The Montana History Foundation wants residents in Butte and surrounding communities to clean out their attics and basements and bring out their tattered books and vintage fur jackets.
That’s because the nonprofit, a charitable foundation that raises money and provides funding for history and preservation projects across Montana, plans to host its third-annual Montana Antiques Appraisal Fair in the Mining City.
The event, which takes place Saturday and Sunday, Oct. 12 and 13, at the Butte Civic Center, is being hosted in collaboration with the Butte-Silver Bow Public Archives and will feature appraisers whose faces might seem familiar to TV viewers.
During the fair locals can bring their paintings, textiles, ceramics, photographs, military items and other vintage and antique objects to be appraised. However, attendees will have to leave their guns and rocks at home as participants are asked not to bring firearms or mineral specimens.
The cost for appraisal is $20 per item, and there is a limit of three ticketed appraisal items per person. Spectators can pay a $10 general admission fee to attend.
Proceeds from the event will benefit Friends of the Butte-Silver Bow Public Archives and the Montana History Foundation.
Nikole Koefelda, assistant director of the Butte Archives, says this is the third year the Montana History Foundation has put on the annual appraisal fair. Previous events were held in Bozeman and Fort Benton.
As a representative of the Butte Archives, Koefelda knows just how precious family artifacts can be.
She said the archives deals mostly in manuscripts and public records, and each year it receives inquiries from folks wanting to donate their pieces of Butte history, ranging from scrapbooks to church records.
“We’re all a part of the story here, so these are all great items to have to tell that story,” said Koefelda, reflecting on the Butte Archives’ collection.
Koefelda said Butte residents have expressed “quite a bit of interest” in the appraisal fair, so organizers from both nonprofits are looking forward to what residents from Butte and beyond will come up with.

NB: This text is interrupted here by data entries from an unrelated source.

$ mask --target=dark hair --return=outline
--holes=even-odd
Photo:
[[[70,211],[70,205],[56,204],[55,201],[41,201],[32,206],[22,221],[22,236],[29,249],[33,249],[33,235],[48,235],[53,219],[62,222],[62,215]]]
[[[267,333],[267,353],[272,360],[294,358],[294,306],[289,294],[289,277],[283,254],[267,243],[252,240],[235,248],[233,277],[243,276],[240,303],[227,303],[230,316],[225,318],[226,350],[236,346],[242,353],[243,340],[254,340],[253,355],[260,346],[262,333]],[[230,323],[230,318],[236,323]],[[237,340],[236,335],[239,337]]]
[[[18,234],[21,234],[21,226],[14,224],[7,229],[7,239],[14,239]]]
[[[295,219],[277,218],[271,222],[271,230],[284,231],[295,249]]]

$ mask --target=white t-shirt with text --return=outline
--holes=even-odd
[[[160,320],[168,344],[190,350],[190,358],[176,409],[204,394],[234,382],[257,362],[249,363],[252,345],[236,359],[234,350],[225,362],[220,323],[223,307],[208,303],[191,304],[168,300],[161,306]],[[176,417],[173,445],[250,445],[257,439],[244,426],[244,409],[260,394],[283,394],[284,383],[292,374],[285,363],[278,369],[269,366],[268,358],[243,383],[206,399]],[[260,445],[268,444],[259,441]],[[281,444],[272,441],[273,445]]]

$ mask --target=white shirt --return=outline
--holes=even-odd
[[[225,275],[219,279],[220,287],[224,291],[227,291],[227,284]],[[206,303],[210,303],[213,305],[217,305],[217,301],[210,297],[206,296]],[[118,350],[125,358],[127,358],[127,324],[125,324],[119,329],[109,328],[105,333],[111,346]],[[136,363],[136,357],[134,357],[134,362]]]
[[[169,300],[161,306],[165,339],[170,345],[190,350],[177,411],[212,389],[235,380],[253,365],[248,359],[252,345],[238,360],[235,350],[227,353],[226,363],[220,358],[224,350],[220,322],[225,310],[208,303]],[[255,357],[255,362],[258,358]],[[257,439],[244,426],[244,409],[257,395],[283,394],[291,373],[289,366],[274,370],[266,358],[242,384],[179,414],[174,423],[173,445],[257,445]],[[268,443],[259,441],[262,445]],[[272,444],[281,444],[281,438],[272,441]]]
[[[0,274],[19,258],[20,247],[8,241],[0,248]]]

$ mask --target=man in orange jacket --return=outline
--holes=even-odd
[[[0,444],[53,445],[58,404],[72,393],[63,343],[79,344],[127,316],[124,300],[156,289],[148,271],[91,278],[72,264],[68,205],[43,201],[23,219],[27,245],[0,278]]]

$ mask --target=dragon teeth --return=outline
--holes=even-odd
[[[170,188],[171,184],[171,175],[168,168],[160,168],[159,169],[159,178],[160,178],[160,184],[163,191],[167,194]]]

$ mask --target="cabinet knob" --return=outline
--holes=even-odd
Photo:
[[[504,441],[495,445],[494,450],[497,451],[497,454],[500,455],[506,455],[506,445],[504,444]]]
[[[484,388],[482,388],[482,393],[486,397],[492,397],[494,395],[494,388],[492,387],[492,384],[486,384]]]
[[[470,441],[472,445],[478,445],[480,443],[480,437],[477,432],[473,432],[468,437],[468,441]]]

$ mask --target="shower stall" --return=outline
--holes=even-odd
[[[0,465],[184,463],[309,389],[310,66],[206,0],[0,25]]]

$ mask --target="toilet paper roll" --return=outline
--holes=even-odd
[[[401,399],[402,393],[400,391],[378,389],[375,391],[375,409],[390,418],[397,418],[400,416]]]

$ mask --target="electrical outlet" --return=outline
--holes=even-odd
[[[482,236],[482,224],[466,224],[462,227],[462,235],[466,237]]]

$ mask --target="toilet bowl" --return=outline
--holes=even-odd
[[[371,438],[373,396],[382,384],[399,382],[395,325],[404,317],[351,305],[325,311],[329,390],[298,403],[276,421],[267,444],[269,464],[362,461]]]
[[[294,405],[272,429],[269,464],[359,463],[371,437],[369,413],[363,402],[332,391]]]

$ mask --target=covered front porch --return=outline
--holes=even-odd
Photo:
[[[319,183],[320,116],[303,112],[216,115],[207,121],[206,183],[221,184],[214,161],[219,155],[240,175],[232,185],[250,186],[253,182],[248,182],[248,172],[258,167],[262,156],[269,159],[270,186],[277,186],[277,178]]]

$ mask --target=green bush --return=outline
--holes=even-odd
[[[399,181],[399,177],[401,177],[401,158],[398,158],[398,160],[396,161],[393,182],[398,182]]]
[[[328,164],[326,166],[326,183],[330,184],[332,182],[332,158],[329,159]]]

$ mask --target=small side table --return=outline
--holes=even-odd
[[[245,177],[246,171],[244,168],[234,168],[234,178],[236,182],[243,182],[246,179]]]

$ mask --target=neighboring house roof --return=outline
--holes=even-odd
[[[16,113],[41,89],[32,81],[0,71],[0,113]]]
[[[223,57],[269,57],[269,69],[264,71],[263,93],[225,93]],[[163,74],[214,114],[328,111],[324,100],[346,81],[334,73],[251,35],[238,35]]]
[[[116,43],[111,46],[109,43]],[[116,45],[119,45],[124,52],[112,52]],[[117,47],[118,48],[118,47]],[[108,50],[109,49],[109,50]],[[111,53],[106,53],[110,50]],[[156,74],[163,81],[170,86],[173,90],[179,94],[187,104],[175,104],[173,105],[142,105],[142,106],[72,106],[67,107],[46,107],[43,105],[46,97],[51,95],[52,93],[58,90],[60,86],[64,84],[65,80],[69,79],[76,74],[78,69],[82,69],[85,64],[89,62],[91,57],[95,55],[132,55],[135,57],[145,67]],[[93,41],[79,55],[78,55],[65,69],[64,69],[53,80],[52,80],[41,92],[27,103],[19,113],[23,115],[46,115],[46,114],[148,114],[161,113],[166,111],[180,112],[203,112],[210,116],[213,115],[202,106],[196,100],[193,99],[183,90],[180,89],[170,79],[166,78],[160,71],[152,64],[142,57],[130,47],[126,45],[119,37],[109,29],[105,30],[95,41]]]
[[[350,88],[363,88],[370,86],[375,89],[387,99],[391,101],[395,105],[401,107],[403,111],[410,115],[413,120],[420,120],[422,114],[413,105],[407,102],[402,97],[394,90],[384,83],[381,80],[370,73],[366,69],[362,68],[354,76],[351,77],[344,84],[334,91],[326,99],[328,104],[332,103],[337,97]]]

“It’s so exciting. We can’t wait. We have such a rich history here, and people have things that were given to them by their grandparents who immigrated here as young people,” said Koefelda. “Those are the types of items that we can’t wait to see.”
Brian Mogren, who owns Rediscoveries, a vintage clothing, costume and antique store on East Park Street in Uptown Butte, has been selling antiques in the Mining City since the ’90s and says shoppers are often surprised to learn that he sources most of his inventory locally.